L'incontinence est un syndrome gériatrique courant chez les personnes âgées. Pour autant, ses nombreuses complications, en l'absence de prise en charge, conduisent à une aggravation de la santé générale de la personne. Les équipes soignantes doivent s'inquiéter précocement du suivi à mettre en place et favoriser, si possible, la rééducation.

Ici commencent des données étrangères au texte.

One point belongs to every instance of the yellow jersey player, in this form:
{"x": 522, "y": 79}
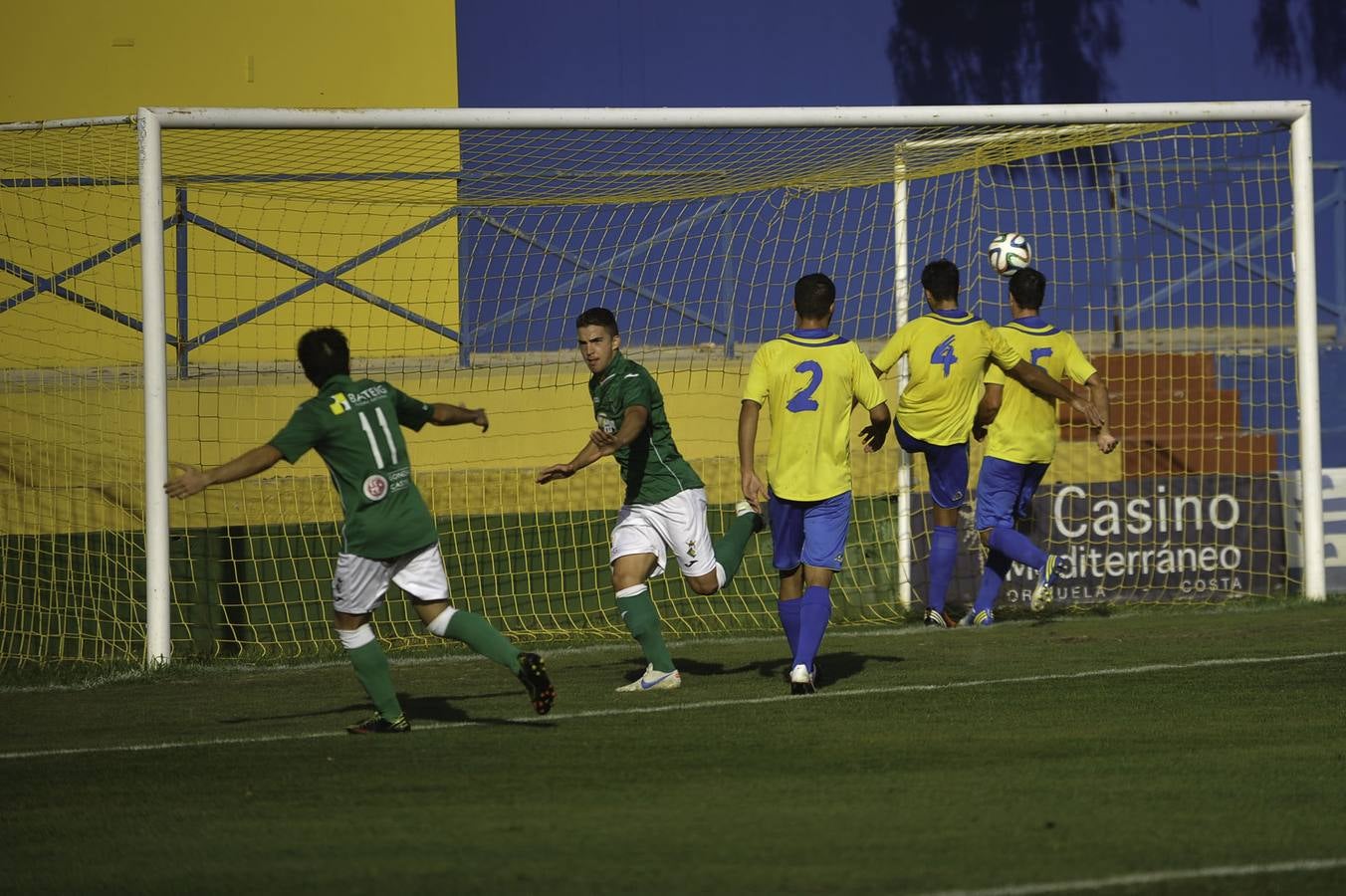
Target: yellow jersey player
{"x": 1023, "y": 440}
{"x": 809, "y": 381}
{"x": 948, "y": 351}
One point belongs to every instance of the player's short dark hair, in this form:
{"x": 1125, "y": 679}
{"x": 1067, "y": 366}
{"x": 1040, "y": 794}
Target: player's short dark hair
{"x": 324, "y": 354}
{"x": 1028, "y": 287}
{"x": 814, "y": 296}
{"x": 941, "y": 280}
{"x": 597, "y": 318}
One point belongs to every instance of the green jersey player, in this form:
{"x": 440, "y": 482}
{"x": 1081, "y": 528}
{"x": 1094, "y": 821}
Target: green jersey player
{"x": 388, "y": 535}
{"x": 665, "y": 500}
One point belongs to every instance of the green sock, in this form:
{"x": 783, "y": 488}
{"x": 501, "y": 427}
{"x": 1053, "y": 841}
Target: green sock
{"x": 370, "y": 665}
{"x": 481, "y": 635}
{"x": 642, "y": 619}
{"x": 729, "y": 550}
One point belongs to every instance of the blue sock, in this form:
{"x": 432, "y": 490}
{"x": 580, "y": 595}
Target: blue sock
{"x": 788, "y": 612}
{"x": 1017, "y": 548}
{"x": 944, "y": 554}
{"x": 998, "y": 566}
{"x": 814, "y": 612}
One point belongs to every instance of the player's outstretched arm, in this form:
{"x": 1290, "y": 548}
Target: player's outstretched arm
{"x": 874, "y": 435}
{"x": 194, "y": 479}
{"x": 753, "y": 487}
{"x": 588, "y": 454}
{"x": 1101, "y": 398}
{"x": 452, "y": 416}
{"x": 1038, "y": 379}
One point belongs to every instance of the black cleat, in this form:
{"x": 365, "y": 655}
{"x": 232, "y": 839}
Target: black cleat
{"x": 375, "y": 724}
{"x": 532, "y": 672}
{"x": 940, "y": 619}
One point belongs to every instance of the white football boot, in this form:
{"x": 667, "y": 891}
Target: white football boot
{"x": 653, "y": 681}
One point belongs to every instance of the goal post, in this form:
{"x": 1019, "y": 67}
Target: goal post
{"x": 455, "y": 248}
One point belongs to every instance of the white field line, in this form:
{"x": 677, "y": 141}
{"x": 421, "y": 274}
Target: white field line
{"x": 1152, "y": 877}
{"x": 622, "y": 644}
{"x": 703, "y": 704}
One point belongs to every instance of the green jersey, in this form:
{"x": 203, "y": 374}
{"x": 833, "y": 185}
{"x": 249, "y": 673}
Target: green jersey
{"x": 352, "y": 425}
{"x": 652, "y": 467}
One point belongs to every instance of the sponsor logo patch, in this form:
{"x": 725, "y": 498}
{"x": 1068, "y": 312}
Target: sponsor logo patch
{"x": 375, "y": 487}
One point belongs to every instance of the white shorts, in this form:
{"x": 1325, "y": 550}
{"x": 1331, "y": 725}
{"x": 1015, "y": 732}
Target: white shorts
{"x": 677, "y": 523}
{"x": 359, "y": 584}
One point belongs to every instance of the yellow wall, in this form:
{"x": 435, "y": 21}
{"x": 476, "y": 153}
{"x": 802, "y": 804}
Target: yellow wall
{"x": 112, "y": 58}
{"x": 62, "y": 479}
{"x": 92, "y": 58}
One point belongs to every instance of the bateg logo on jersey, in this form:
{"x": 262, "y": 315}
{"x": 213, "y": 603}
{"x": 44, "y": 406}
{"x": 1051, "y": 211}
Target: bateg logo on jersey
{"x": 342, "y": 401}
{"x": 375, "y": 487}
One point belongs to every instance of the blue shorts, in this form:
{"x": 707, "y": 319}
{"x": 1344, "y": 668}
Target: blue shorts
{"x": 809, "y": 531}
{"x": 1005, "y": 491}
{"x": 947, "y": 464}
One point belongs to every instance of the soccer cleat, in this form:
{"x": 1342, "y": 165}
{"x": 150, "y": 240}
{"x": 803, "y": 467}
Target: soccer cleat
{"x": 1042, "y": 590}
{"x": 801, "y": 680}
{"x": 653, "y": 681}
{"x": 375, "y": 724}
{"x": 743, "y": 509}
{"x": 940, "y": 619}
{"x": 532, "y": 672}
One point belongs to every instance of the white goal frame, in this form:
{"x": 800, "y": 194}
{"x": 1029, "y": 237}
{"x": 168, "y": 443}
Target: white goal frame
{"x": 151, "y": 121}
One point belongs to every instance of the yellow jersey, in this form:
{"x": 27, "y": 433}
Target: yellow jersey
{"x": 948, "y": 352}
{"x": 1024, "y": 429}
{"x": 809, "y": 381}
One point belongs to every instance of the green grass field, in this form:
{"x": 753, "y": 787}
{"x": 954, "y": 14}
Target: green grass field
{"x": 1170, "y": 751}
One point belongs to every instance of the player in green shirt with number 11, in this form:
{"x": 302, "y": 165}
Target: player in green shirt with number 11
{"x": 389, "y": 533}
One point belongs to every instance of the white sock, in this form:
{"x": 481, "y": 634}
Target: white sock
{"x": 439, "y": 626}
{"x": 356, "y": 636}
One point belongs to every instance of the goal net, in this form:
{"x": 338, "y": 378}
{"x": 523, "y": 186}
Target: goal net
{"x": 457, "y": 259}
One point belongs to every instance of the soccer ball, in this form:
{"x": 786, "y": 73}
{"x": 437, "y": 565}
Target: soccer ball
{"x": 1009, "y": 252}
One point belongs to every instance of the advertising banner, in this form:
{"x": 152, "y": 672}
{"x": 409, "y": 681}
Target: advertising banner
{"x": 1159, "y": 539}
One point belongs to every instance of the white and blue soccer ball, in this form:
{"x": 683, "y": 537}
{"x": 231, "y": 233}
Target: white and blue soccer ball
{"x": 1009, "y": 253}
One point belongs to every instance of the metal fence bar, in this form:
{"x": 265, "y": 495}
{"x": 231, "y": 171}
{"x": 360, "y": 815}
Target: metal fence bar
{"x": 320, "y": 276}
{"x": 183, "y": 307}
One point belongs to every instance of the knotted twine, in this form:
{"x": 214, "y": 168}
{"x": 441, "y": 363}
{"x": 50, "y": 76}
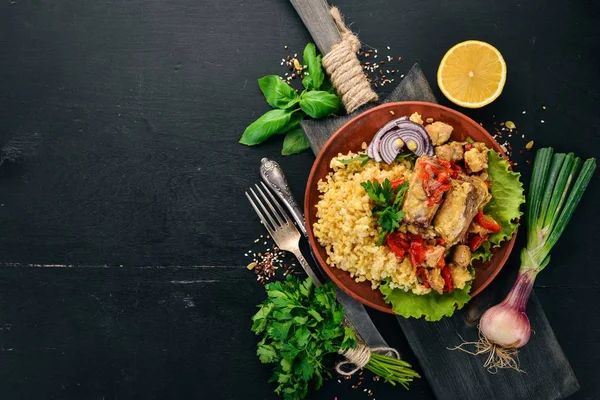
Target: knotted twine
{"x": 343, "y": 67}
{"x": 360, "y": 356}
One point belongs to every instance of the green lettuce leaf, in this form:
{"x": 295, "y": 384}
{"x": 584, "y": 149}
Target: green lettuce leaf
{"x": 507, "y": 197}
{"x": 431, "y": 306}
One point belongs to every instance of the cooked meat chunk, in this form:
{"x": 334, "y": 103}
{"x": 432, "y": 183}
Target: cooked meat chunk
{"x": 434, "y": 277}
{"x": 461, "y": 257}
{"x": 416, "y": 118}
{"x": 452, "y": 151}
{"x": 478, "y": 229}
{"x": 439, "y": 132}
{"x": 466, "y": 195}
{"x": 460, "y": 276}
{"x": 433, "y": 256}
{"x": 476, "y": 158}
{"x": 415, "y": 204}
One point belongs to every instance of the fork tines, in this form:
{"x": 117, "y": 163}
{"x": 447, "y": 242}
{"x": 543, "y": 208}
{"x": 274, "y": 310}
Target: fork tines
{"x": 280, "y": 218}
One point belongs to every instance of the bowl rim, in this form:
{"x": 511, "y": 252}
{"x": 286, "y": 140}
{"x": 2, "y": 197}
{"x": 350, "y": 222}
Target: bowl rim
{"x": 314, "y": 245}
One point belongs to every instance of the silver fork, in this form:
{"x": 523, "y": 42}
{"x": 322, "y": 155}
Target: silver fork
{"x": 280, "y": 226}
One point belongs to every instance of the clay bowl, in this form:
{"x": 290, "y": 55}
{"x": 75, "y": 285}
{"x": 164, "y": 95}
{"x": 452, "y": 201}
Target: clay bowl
{"x": 349, "y": 138}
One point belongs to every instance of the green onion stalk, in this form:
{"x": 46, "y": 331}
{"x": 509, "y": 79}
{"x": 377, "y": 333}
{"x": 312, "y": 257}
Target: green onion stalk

Incontinence urinaire : agir en prévention
« L'incontinence chez la personne âgée a des origines multiples et variées », explique le Dr Yves Passadori, directeur médical du pôle de gérontologie au sein du Groupe hospitalier de la région de Mulhouse et Sud Alsace (GHRMSA). L'incontinence par urgenturie ou urgence mictionnelle causée par une hyperactivité vésicale (infection urinaire, Parkinson, accident vasculaire) est l'incontinence (voir encadré) la plus répandue chez les seniors. Les résidents d'Ehpad ont aussi fréquemment des incontinences fonctionnelles liées à des difficultés de déplacements.
Des conséquences lourdes
Un retard ou une mauvaise prise en charge impacte directement la qualité de vie de la personne âgée. L'Association française d'urologie propose d'ailleurs un questionnaire d'évaluation de la qualité de vie liée à l'incontinence urinaire de la femme - Contilife - pour mesurer objectivement son effet et prendre ainsi les mesures appropriées. « En utilisant ce type d'échelle, les professionnels de santé se rendent objectivement compte que les effets de l'incontinence urinaire non prise en charge se répercutent sur quasiment tous les critères de la qualité de vie des personnes âgées concernées », indique le Dr Passadori. Elles vont par exemple spontanément réduire leurs activités sociales par crainte d'une fuite, aggravant, de fait, les risques d'atteinte de leurs capacités fonctionnelles. Ce qui n'est pas sans conséquence sur leur autonomie.
« Nous observons également une augmentation des syndromes dépressifs chez les personnes incontinentes en raison de la honte ressentie, ajoute le Dr Passadori. La situation est paradoxale. Malgré la honte, elles ne vont pas pour autant le signaler à leur médecin, ce qui entraîne des retards de prises en charge. » Certaines personnes âgées vont même de leur propre initiative, s'orienter vers des dispositifs médicaux type protections urinaires. « Pourtant, l'utilisation des palliatifs peut aussi affecter leur moral, poursuit le médecin. C'est une question de dignité. »
Attention aux chutes, fractures et dermatites
« En cas d'hyperactivité vésicale, les personnes vont se lever la nuit pour uriner, au risque de tomber », prévient le Dr Passadori. L'incontinence est aussi à l'origine de troubles du sommeil. À partir de trois levers nocturnes, la qualité du sommeil se trouve réduite.
Enfin, une mauvaise prise en charge peut entraîner des dermatites associées à l'incontinence (DAI). Fréquentes car liées à des problèmes de macération cutanée, elles sont souvent confondues avec des escarres. Il est nécessaire d'en traiter la cause et de mettre en place des palliatifs, notamment des pommades sous forme de films pulvérisés au niveau du pli inter-fessier et du siège pour protéger la peau, qui peut ainsi se régénérer.
Encourager la rééducation
Les équipes soignantes doivent systématiquement proposer une prise en charge rééducative, bénéfique pour tous les types d'incontinence - à l'exception seulement des personnes présentant des troubles cognitifs sévères associés à des problèmes de mobilité. « Le recours aux protections urinaires doit être au maximum limité à la nuit, et si possible, être évité, rappelle le Dr Passadori. À ce jour, la mise en place de ce palliatif relève principalement d'une décision de l'aide-soignante, l'infirmière n'étant pas nécessairement partie prenante. Pourtant, cette initiative devrait faire partie d'un plan de soins élaboré avec l'ensemble de l'équipe soignante, et en accord avec le patient. » De même que le choix de la médication n'est pas toujours opportun en raison des effets secondaires sur la cognition.
Si la personne âgée n'a besoin que d'une seule personne pour se déplacer, il est possible de privilégier les techniques de rééducation comportementale à savoir des mictions assistées, qui ont prouvé leur efficacité. Ainsi, le soignant peut aller voir la personne âgée toutes les trois heures environ, pour lui proposer de se rendre aux toilettes. « L'objectif est de la stimuler et de l'encourager à aller uriner, la reproduction régulière de cette action permettant de réguler les mictions », explique le médecin, qui insiste sur l'importance de maintenir une activité physique chez les personnes âgées afin d'entretenir leurs capacités fonctionnelles et leur permettre de se rendre aux toilettes.